Major Furniture Imports by Material Type In Selected Years : 2002 to 2017
In 2017, imports of household furniture rose 10.7 percent compared to only 3.8 percent growth in retail sales. The Great Recession, 2007 to 2009, brought with it a major collapse in international trade – deeply affecting both imports and exports of household furniture. In recent years, growing wages, higher employment, a boost in consumer confidence and a healthy housing market have propelled import growth. Meanwhile, exports have struggled to maintain the initial post-recession climb. This is the fourth in a series of five factoids detailing U.S. imports and exports from 2002 to 2017.
Wood Household Furniture
Wood household furniture imports totaled $11.8 billion in 2017 and are up 9 percent over the previous year. At a 38 percent share of wood furniture imports in 2017, China still owns the wood category at $4.5 billion, but has lost significant share to Vietnam. Vietnam has grown from less than 1 percent of wood furniture imports to over 25 percent from 2002 to 2017. Canada, once a major player in wood furniture, has fallen to only 6.7 percent of the total. Malaysia and Indonesia continue their steady wood niches but control less than 6 percent of wood imports each.

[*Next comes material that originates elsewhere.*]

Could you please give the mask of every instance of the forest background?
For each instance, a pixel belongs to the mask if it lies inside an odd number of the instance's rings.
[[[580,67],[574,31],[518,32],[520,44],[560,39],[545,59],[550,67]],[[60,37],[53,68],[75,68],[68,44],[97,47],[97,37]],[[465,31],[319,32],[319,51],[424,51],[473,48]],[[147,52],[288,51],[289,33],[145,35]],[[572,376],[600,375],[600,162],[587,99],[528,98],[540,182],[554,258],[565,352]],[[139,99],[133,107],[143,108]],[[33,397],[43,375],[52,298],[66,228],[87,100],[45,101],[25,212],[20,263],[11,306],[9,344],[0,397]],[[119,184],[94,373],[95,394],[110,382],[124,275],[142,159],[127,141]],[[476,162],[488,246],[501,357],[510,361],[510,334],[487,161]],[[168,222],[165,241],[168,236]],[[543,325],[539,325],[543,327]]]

Upholstered Household Furniture
Unlike the wood category, China has very little competition in upholstered goods in the international marketplace. Although not producing as high a market share, Vietnam has also made great strides in upholstery – growing from $7 million in 2002 to $700 million in 2017 and having a one year increase of 51.2 percent from 2016 to 2017. Once a major player, Italy was the leading exporter of upholstery to the U.S. until 2003 when China surpassed them. Once importing 28 percent of upholstered furniture, now the U.S. imports only 3 percent from Italy.
Metal Household Furniture
Even more so than upholstery, China dominates the market in imported metal household furniture with 75 percent market share. China increased from $1.7 billion in 2002 to $5.6 billion in 2017 – a jump of 225 percent in 15 years. While imports from Canada have grown since the bottom of the recession in 2009, it continues to lose market share to China. Imports from both Mexico and Taiwan have decreased since 2015, but Vietnam has maintained an annual average increase of 38 percent.